I’ve been meaning to write to you for awhile. We’ve only met a few times, but as shared adversity tends to do, I feel like you and your family are a part of my own. While we probably wouldn’t have met if not for ALS, I’ve often found myself wishing we had been diagnosed at the same time. Given our similar situations with a young family and your sense of humor, I imagine sharing the journey into paralysis with you would have been a hell of a lot more fun.
But with all that you and your family have done for the ALS world, I find myself incredibly grateful to have known you at all. I know guys don’t normally say this kind of thing to other guys, but you’re a hero to me. Forget Superman, Michael Jordan, or the latest over-hyped celebrity. You have been defying a killer disease with courage and tenacity for more than 8 years. You’ve done more than fight to stay alive, you’ve essentially made ALS irrelevant to how you approach living.
You inspire me to do the same. Whenever I question my ability to keep going, I think of you and your son Alex, and how you interact. You are a wonderful husband and father. I recall goofing around with Alex at a party in your parent’s backyard. We chatted and played with pop cans for about 10 minutes. In that little time it became clear to me: he is a wonderful young man and loves his father infinitely. I aspire to the same relationship with my daughter.
I’d also like to thank you for all of your practical advice. I share your willingness to embrace technology and have learned a great deal from your progression to wheelchair, feeding tube, and ventilator. I now have the same wheelchair as you, a damn nice one I must say. Perhaps it’s because I’m an only child, but I’ve come to think of you as a kind of older brother, setting an example for me to follow. Minus the beatings.
Most importantly, I want to thank you for allowing the world into your life. As unwanted a role as it might be, you and your family have proven to be outstanding leaders in the ALS community. Honest, open, resilient, and above all, human. My family and I are and always will be committed to supporting you and the ALS Therapy Development Foundation.
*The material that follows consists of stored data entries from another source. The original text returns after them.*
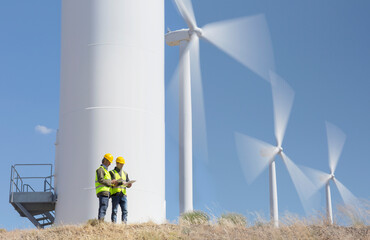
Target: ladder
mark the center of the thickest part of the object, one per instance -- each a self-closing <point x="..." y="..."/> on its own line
<point x="37" y="205"/>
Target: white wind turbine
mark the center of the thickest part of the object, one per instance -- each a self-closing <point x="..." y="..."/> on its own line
<point x="256" y="155"/>
<point x="336" y="139"/>
<point x="245" y="39"/>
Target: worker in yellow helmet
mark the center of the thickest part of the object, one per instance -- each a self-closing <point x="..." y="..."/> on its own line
<point x="103" y="183"/>
<point x="118" y="192"/>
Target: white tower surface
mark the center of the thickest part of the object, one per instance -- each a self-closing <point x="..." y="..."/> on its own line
<point x="111" y="101"/>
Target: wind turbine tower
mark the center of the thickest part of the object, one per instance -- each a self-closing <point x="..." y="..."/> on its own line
<point x="245" y="39"/>
<point x="256" y="155"/>
<point x="111" y="101"/>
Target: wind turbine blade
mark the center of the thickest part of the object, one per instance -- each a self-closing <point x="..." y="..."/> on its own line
<point x="347" y="196"/>
<point x="254" y="155"/>
<point x="336" y="139"/>
<point x="199" y="117"/>
<point x="282" y="96"/>
<point x="318" y="178"/>
<point x="303" y="185"/>
<point x="172" y="107"/>
<point x="246" y="39"/>
<point x="186" y="10"/>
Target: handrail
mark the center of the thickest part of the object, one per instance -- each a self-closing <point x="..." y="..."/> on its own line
<point x="17" y="183"/>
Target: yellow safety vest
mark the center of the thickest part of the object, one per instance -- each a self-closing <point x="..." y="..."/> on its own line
<point x="119" y="188"/>
<point x="98" y="186"/>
Your brother in the fight,
Epilogue: Stephen Heywood passed away last Sunday morning following the accidental disconnection of his ventilator. I join the entire ALS community in sending our love and sympathy to his family and friends. I meant to send him an email like this some time ago and never got around to it. I hope he receives it somehow. While deeply saddened, I celebrate his extraordinary life. He is still my hero.